Without bees, the flora of the earth would die. Similarly, without Cisco, the Internet and enterprise networks would largely cease to function.
When you think of networking vendors, Cisco is definitely at the top of the list -- it powers the switching and routing fabric of virtually every enterprise and network service provider in existence.
There are other companies that make enterprise and telco switches and routers, as well as datacenter servers like Cisco's own UCS series of systems, but nobody does an equally good job at integrating all of it together in one seamless managed package.
Volume movement with short lifecycles.
Industry migrations can move vast amounts of the company's PCs and servers, but they die off just as easily.
Still, there are always millions of baby caterpillars waiting to be born for the next buying cycle.
Dell isn't necessarily the most high-end choice for PCs, storage and servers, but nobody else can move hardware at this kind of volume.
A throwback to the early days and stubborn as hell.
Like IBM or Oracle, HP is a long-lived reptilian, and a descendant from prehistoric times, but is particularly sluggish during industry cold spells and is vulnerable to more aggressive and more intelligent hunters.
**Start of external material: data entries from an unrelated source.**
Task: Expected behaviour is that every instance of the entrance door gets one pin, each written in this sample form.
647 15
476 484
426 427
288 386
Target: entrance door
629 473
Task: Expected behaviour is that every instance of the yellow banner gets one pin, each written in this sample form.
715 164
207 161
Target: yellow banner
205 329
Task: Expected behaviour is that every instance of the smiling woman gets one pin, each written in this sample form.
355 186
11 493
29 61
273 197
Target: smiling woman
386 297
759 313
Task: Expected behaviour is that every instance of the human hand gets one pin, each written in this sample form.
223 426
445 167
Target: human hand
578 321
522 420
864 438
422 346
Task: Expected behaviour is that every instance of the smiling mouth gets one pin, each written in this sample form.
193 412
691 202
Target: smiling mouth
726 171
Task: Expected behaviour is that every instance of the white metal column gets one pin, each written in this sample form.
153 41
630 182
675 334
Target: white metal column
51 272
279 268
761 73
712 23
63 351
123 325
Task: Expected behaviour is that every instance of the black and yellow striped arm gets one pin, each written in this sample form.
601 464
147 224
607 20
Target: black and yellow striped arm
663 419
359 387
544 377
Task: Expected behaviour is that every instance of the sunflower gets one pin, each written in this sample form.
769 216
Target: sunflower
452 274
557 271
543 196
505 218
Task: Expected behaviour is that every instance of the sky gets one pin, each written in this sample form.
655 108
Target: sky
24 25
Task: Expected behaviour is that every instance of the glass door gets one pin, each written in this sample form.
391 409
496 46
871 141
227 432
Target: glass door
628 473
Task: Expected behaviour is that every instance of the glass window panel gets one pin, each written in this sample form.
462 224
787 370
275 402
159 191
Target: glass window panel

Easy to outsmart, and is prone to bad decision making.
The American alligator was once classified as an endangered species due to over-hunting. Today, HP is in a similar situation, after having gone through a decade of poor executive decisions and its inability to compete against more volume PC players in an extremely low-margin business.
But now that the company has started to become more lean and mean under better leadership, with the spinning off of their PC and printer business, we could see HP thrive as an enterprise vendor again, just like our favorite crocodilian swamp resident.
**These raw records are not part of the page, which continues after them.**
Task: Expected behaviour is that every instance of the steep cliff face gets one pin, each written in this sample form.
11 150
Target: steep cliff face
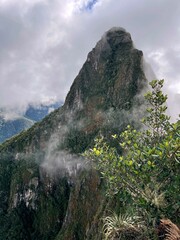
50 193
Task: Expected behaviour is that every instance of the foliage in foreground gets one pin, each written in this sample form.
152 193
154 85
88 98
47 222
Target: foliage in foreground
148 168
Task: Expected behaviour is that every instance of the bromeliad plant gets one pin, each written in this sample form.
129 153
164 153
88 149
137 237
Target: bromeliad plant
148 167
Inside literally everything, millions and millions of them power the PC industry's metabolism.
Gut Flora, or more appropriately referred to as Gut Microbiota, no other creature on this list sounds less attractive or more miniscule.
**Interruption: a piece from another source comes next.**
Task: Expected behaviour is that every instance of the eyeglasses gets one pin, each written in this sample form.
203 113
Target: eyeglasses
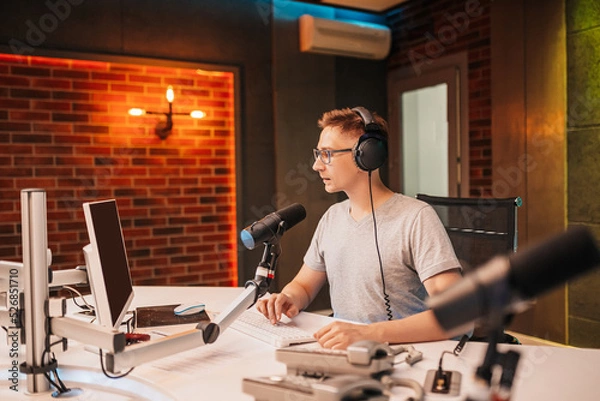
325 154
However, no other is more essential to the life of the PC and Server ecosystem and the engine that powers the compute infrastructure of today's modern Cloud.
Although not an organ itself, Gut Flora is essential to the metabolism of food in the digestive tracts of animals and humans. Intel's microprocessors and other enabling technology, which includes discrete graphics and communications chipsets, similarly, function as the brain and guts of every commodity computing system in existence, from desktop and laptop PCs to the most powerful servers running mission-critical workloads in the largest enterprise datacenters, supercomputing clusters and hyperscale cloud providers.
Like gut flora, Intel is the most symbiotic company in existence. They might not be sexy, and their products are virtually invisible. But without them, we don't have much of a IT industry.
Highly adaptive. Potentially the most dangerous animal on earth when it perfects its techniques and learns from its mistakes.
When you compare the average naked human being to some of the scarier-looking or even more physically attractive-looking animals in this group, it's hard to come back feeling impressed.
Microsoft, similarly, is not specialized at anything, and it lacks the sex appeal or sheer out of the box brand presence of many of the companies on this list. It's a generalist, with a lot of products and tools in its stable, and has a highly varied track record from its 40 years in business.
But this is a company that iterates and continues to learn, and changes focus and adapts as it needs.
It makes mistakes, fixes its products according to feedback and isn't afraid to admit when it screws up. When it needs to go after something, it does it with a highly organized sense of purpose and rarely gives up.
Microsoft is the most intelligent and dangerous animal on the planet, when it gets organized, focuses, adapts, and makes use of its tools.
Like Homo Sapiens, it may take Microsoft multiple attempts to get it right -- like their Windows 10 OS or even their Azure Cloud -- but when they do, nothing can stand in their way.